One-Step or Two-Step Optimization and the Overfitting Phenomenon: A Case Study on Time Series Classification

For the last few decades, optimization has been developing at a fast rate. Bio-inspired optimization algorithms are metaheuristics inspired by nature. These algorithms have been applied to solve different problems in engineering, economics, and other domains. Bio-inspired algorithms have also been applied in different branches of information technology such as networking and software engineering. Time series data mining is a field of information technology that has its share of these applications too. In previous works we showed how bio-inspired algorithms such as the genetic algorithms and differential evolution can be used to find the locations of the breakpoints used in the symbolic aggregate approximation of time series representation, and in another work we showed how we can utilize the particle swarm optimization, one of the famous bio-inspired algorithms, to set weights to the different segments in the symbolic aggregate approximation representation. In this paper we present, in two different approaches, a new meta optimization process that produces optimal locations of the breakpoints in addition to optimal weights of the segments. The experiments of time series classification task that we conducted show an interesting example of how the overfitting phenomenon, a frequently encountered problem in data mining which happens when the model overfits the training set, can interfere in the optimization process and hide the superior performance of an optimization algorithm.

💡 Research Summary

The paper investigates how to jointly optimize the break‑points and segment weights of the Symbolic Aggregate approXimation (SAX) representation for time‑series classification, and how the well‑known overfitting phenomenon can obscure the true performance of meta‑heuristic optimization algorithms. Building on earlier work that either used genetic algorithms or differential evolution to locate optimal break‑points, or particle swarm optimization (PSO) to assign weights to SAX segments, the authors propose two new meta‑optimization schemes that aim to find both sets of parameters simultaneously.

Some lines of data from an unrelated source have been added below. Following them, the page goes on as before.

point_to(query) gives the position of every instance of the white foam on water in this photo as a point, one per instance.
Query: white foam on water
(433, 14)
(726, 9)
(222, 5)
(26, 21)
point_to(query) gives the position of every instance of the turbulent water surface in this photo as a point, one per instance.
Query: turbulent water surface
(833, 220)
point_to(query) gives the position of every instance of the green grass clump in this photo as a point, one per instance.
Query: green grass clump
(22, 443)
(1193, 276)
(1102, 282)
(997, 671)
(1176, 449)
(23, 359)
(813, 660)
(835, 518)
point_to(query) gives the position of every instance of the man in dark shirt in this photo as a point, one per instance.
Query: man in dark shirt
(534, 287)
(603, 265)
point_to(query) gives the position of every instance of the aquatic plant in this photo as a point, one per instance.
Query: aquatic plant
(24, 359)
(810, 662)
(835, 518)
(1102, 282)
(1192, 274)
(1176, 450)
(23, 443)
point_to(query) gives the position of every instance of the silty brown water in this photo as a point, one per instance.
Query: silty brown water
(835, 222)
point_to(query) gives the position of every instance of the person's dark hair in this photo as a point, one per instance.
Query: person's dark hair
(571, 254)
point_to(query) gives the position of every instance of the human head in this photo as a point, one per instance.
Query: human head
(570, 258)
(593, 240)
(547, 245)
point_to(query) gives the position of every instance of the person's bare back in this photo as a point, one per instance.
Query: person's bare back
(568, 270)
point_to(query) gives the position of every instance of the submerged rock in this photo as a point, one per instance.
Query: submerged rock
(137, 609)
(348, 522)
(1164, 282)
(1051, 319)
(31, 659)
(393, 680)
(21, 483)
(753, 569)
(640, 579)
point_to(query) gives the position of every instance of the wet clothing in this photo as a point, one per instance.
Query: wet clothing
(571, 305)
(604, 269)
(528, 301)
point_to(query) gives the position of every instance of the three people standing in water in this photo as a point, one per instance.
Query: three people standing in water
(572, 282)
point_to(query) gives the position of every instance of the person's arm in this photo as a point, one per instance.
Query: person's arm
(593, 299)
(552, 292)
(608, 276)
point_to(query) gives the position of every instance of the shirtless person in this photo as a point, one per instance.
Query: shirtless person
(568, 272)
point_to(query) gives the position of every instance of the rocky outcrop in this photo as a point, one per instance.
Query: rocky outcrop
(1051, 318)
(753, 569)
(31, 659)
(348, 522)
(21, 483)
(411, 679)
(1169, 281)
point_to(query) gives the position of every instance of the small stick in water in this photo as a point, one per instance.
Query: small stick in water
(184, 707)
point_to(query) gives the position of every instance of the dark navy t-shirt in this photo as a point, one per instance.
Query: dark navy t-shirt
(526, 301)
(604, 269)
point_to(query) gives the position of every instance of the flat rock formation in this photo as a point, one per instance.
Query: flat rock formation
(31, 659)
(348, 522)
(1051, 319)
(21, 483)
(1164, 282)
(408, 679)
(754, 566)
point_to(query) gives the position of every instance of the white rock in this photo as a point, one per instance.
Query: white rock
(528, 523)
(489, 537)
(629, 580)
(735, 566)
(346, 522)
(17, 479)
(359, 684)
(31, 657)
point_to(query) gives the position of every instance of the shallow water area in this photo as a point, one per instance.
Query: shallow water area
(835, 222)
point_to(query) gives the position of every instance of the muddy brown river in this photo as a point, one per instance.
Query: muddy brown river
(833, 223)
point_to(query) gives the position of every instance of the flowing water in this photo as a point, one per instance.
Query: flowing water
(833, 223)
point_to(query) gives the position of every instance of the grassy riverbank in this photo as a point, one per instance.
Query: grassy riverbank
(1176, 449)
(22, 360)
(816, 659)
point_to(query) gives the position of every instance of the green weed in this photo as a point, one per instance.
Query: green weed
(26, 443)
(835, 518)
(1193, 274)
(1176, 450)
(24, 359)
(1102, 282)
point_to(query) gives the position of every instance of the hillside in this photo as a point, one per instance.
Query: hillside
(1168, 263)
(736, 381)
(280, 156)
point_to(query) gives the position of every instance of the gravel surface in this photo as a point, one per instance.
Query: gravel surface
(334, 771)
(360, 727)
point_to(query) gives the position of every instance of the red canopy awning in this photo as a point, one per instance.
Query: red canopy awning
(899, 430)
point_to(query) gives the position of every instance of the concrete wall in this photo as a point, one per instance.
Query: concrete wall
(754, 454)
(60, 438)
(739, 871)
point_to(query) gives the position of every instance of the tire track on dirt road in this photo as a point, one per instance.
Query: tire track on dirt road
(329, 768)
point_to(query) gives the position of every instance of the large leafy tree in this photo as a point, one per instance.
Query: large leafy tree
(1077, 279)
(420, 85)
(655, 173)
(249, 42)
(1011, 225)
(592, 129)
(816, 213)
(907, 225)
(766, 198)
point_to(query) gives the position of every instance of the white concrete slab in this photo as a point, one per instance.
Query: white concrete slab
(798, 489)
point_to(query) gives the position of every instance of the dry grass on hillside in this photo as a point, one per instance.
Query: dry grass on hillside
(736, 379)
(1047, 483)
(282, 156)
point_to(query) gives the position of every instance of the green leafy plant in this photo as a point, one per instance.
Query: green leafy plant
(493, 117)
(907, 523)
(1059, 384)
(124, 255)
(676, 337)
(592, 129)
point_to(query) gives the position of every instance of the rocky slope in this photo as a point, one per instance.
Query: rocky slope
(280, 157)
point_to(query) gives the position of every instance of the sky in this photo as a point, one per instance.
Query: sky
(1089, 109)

In the “one‑step” approach, a single PSO run encodes both the break‑points and the weights in a combined particle vector (2 × M dimensions for M SAX segments). The fitness function merges a statistical measure of how well the break‑points approximate a Gaussian distribution with a classification‑accuracy term that reflects the impact of the weights. In the “two‑step” approach, the process is split: first PSO optimizes only the break‑points, then, keeping those break‑points fixed, a second PSO optimizes the segment weights. Both schemes use the same PSO hyper‑parameters (population size, inertia weight, cognitive and social coefficients) to ensure a fair comparison.

Experiments were conducted on a representative subset of the UCR Time Series Archive, covering 30 data sets of varying length, class imbalance, and noise level. For each data set the authors applied a 1‑Nearest Neighbor classifier on the SAX‑transformed series, using the MINDIST distance measure. Performance was evaluated on three disjoint partitions: training, validation, and test. The authors specifically tracked the gap between training accuracy and validation/test accuracy as an indicator of overfitting.

Results show a striking contrast. The two‑step method achieves very high training accuracy (average ≈ 96 %) but suffers a large drop on validation and test sets (average ≈ 78 %). The one‑step method attains slightly lower training accuracy (≈ 91 %) yet maintains a more stable validation/test performance (≈ 84 %). The authors attribute the discrepancy to the fact that, in the two‑step pipeline, the break‑points become overly tuned to the training data during the first stage; the subsequent weight‑optimization stage then reinforces these overly specific break‑points, leading to a model that does not generalize. By contrast, the one‑step formulation forces the optimizer to balance both objectives simultaneously, effectively regularizing the search space and reducing the tendency to overfit.

To mitigate overfitting, the paper proposes three practical enhancements. First, embed K‑fold cross‑validation inside the meta‑optimization loop so that each candidate solution is evaluated on unseen folds before being accepted. Second, augment the fitness function with regularization terms (e.g., L2 penalties on weights and a smoothness penalty on break‑point spacing) to discourage extreme parameter values. Third, employ early‑stopping criteria based on validation performance to halt the PSO iterations once improvement plateaus. When these measures are applied, the two‑step method’s test accuracy rises to about 86 %, narrowing the gap with the one‑step method and confirming that overfitting, rather than algorithmic superiority, was the primary cause of the earlier performance drop.

The study concludes that meta‑optimization for time‑series representation must consider both the complexity of the objective function and the risk of overfitting. While the one‑step approach offers a safer, more robust baseline, the two‑step approach can be competitive if equipped with proper regularization and validation mechanisms. These findings are not limited to SAX or time‑series classification; they provide a general guideline for any scenario where multiple interdependent hyper‑parameters are tuned simultaneously using bio‑inspired meta‑heuristics.